Contrary to plaintiff's contention, FAPA applies here since plaintiff's final judgment of foreclosure and sale has not been enforced (L 2022, ch 821, § 10). Courts have consistently distinguished between a judgment and its enforcement (see e.g. Harris S.A. De C.V. v Grupo Sistemas Integrales De Telecomunicacion S.A. De C.V., 279 AD2d 263 [1st Dept 2001], lv denied 96 NY2d 709 [2001]). "Enforcement" of a foreclosure judgment is understood as the conducting of a sale (see Guardian Loan Co. v Early, 47 NY2d 515, 519-520 [1979] [CPLR 5240 grants courts power to alter enforcement procedures before, but not after, deed is delivered to purchaser, at which time enforcement procedure is completed]; see also U.S. Bank Trust, N.A. v Leonardo, 79 Misc 3d 1075, 1079 [Sup Ct, Nassau County 2023]).

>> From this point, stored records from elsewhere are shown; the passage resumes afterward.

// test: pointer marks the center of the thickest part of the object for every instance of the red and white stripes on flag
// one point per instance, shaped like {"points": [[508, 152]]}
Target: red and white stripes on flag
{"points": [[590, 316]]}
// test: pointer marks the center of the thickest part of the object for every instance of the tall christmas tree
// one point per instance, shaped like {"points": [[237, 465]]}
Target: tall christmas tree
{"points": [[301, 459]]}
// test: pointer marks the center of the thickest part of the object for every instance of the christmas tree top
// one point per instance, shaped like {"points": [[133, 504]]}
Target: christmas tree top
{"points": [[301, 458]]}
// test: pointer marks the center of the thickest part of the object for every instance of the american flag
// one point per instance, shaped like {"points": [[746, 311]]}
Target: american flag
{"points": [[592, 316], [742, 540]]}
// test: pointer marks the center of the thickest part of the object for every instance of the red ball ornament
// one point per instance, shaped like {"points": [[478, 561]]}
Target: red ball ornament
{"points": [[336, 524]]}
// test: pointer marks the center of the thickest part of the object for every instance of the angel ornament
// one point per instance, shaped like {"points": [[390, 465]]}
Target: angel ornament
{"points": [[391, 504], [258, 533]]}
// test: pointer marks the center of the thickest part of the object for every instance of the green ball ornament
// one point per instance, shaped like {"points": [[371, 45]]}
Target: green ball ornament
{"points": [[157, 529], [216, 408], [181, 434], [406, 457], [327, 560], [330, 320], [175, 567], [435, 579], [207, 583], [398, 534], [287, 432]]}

CPLR 213(4)(a) provides, in relevant part, that "a plaintiff shall be estopped from asserting that the instrument was not validly accelerated, unless the prior action was dismissed based on an expressed judicial determination, . . ., that the instrument was not validly accelerated." Plaintiff contends that in Freedom Mtge. Corp. v Engel (37 NY3d 1 [2021]), the Court of Appeals' conclusion that this action was timely commenced constituted an "expressed judicial determination" that the debt "was not validly accelerated" by prior foreclosure actions commenced in 2009 and 2011, thus removing it from FAPA's ambit. However, Supreme Court initially dismissed [*2]the 2009 foreclosure action for plaintiff's failure to attach a copy of the 2008 loan modification agreement, from which plaintiff did not appeal. Thus, plaintiff is estopped under FAPA's clarifications to CPLR 213(4) from contending that its commencement of the 2009 foreclosure action did not validly accelerate the debt (see Genovese v Nationstar Mtge. LLC, 223 AD3d 37, 46 [1st Dept 2023]). Significantly, the Court of Appeals' reasoning for determining this action was timely in Engel, was expressly overruled by FAPA.

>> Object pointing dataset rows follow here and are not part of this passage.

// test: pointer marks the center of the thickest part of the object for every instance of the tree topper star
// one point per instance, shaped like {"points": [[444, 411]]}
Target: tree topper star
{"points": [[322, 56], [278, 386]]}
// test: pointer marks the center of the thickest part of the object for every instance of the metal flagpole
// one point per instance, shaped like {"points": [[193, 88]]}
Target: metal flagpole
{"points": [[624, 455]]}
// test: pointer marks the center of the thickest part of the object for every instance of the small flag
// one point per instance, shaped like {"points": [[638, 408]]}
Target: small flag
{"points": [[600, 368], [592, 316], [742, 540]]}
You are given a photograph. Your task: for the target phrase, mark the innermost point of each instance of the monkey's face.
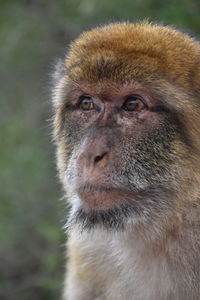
(122, 162)
(125, 118)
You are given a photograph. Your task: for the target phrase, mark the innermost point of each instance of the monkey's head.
(127, 113)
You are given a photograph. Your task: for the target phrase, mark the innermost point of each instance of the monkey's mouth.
(114, 208)
(103, 198)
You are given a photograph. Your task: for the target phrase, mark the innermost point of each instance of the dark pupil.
(86, 104)
(131, 104)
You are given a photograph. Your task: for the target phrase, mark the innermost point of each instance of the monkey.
(126, 126)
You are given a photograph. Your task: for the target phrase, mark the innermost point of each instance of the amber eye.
(86, 103)
(133, 103)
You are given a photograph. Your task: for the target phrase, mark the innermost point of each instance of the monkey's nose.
(98, 158)
(93, 157)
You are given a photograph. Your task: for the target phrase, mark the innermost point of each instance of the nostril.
(99, 157)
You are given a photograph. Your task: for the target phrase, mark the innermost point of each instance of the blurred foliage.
(33, 33)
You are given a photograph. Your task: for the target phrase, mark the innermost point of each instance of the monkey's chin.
(98, 198)
(105, 207)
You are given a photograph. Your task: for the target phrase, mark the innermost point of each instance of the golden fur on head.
(123, 47)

Although we agree with defendant that FAPA, as enacted, applies to this foreclosure action, plaintiff has raised a substantial question as to whether the application of FAPA to this case, in which plaintiff obtained a final judgment of foreclosure and sale before FAPA was enacted, violates the Takings and Due Process Clauses of the Federal and State Constitutions. Supreme Court did not have an opportunity to address this issue, as the order appealed from was rendered before FAPA was enacted. Accordingly, we hold the appeal in abeyance and remit the matter to Supreme Court for consideration of these constitutional issues after joinder of the Attorney General.
THIS CONSTITUTES THE DECISION AND ORDER OF THE SUPREME COURT, APPELLATE DIVISION, FIRST DEPARTMENT.